Around me are ghost like forms, nothing forms, female forms yes, but women as nothing, all here but not here. They are in various stages of completion, the completion of non-existence, of non-existent lives so many women have lived in the past and still live today. A skirt shape, a blouse, a cardigan. There’s a flowing dress, a pea hat, gloves on a lap all given form and living shape, all occupied by nothing, structured on the shape of silence and emptiness. Absence has been dressed. Barra is helping with the finishing touches on one piece, a sculptor turned tailor, alters the hem on a woman who isn’t there, clothing an anonymous memory for her big day, the day when she will represent a powerless cohort of countless women in Irish society, past and present. That she does so by absence, by not existing is a jolting powerful experience.
The mind tries to kick in, have a say…the clothing fashions… antique, nostalgic… how is that made… the material l structured …
But my eye, because of the work, pulls me away from analyses, from anything rational. Thoughts, certainly mine anyway, are not appropriate at the moment. Bettina begins talking to me about the inspiration, the path to the creation of these piece, the books, her research. There’s politics, feminism, 1916, revolutionary Irish women lost to history, their ideas and contribution suffocated… a dumb muted collective of Irish women since, rendered non-existent by church and state… voiceless. Yeats is here for Bettina too Though – towering, male, the furthest thing from anonymous you could imagine – speaking to us, pointing out parallel spiritual existences… all séances and ghost talk, that risible spirit world nonsense that forced such immense poetry out of a crazy beautiful soul…
She is telling me all this because I’m going to try and write these short few words for the exhibition brochure but I’m not listening, or only half listening. That’s not because what Bettina is saying is unimportant. She’s the artist, the creator of all this. What she’s saying is everything. It’s just that she has created pieces of art that don’t need words anymore. What I experience seeing her work for the first time is complete. Every point she set out to make is presented, is already in what she made. As a witness, because of that completion, I am confronted in a way that is ultimately personal and outside of her or any artists control. Her work has put me in the wonderful, challenging difficult place where art begins to have a transformational effect on an individual.

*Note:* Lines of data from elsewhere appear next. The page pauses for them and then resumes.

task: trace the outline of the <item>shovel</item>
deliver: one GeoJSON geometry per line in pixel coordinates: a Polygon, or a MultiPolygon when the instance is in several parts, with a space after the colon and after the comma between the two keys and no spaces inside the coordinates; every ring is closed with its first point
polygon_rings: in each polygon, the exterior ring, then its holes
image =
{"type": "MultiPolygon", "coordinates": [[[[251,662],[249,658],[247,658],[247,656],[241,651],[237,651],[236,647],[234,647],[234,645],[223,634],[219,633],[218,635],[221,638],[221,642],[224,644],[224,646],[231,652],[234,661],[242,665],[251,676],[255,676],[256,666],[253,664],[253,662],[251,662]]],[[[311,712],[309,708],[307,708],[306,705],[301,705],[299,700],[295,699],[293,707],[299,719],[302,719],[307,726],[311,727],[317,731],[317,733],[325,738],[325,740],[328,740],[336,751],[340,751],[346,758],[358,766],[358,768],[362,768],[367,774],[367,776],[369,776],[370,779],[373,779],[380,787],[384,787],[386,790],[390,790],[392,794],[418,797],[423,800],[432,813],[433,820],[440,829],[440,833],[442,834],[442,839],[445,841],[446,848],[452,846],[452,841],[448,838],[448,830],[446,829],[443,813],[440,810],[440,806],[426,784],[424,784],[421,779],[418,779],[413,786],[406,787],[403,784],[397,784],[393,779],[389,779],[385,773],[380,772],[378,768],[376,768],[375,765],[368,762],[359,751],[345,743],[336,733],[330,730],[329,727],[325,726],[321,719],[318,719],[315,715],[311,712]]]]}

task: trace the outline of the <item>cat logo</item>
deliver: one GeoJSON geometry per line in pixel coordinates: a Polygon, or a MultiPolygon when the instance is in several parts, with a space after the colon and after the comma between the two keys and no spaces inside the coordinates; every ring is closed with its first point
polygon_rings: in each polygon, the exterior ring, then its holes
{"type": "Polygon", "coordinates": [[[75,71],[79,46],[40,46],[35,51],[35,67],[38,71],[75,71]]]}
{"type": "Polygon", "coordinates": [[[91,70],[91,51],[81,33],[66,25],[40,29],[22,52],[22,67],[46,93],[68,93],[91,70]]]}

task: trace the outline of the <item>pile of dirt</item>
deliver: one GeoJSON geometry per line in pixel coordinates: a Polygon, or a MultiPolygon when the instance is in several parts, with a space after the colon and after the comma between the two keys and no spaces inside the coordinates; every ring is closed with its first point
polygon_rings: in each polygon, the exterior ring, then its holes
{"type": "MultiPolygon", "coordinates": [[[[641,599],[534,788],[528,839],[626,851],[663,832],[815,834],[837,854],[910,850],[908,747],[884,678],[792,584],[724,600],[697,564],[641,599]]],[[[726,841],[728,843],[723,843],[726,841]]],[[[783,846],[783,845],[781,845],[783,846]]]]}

You will encounter Bettina’s absent women throughout Sligo over the course of this exhibition, (I’d almost love it if there was no map and that you were ambushed by them like I was), and you will be asked y them to consider their final nothingness, their powerlessness, to dwell a moment as a non-entity, in the silence that has been inflicted on so many women in our society, and that continues to be so every day. And if that confrontation is themed around the powerless of Irish women in the past, the theme is of course immediately transcended in Bettina’s work. Because it’s not about the past at all, is it? These ghosts are confrontational because we immediately recognize in them all that hasn’t changed, that there are women, voiceless living female ghosts among us now in so many new and renewed ways, and places. Bettina’s challenge is that we recognize this, more than that actually, that we actively seek to recognize it, to find it in those who are beside us. We are required by Bettina’s ghosts to move towards identifying the brutally oppressed, the casually oppressed and the carelessly oppressed voiceless women of here and now, within our own world, rather than waiting for it’s consequences to be displayed, or unearthed for us, after the fact. Because that way lies only remorse. That way lies more useless pity when it is too late, again, when there is another ghost to haunt us with our failure.
So, we should really sit a while with Bettina’s Ghosts when we encounter them. We should really listen to what her ghosts are saying.”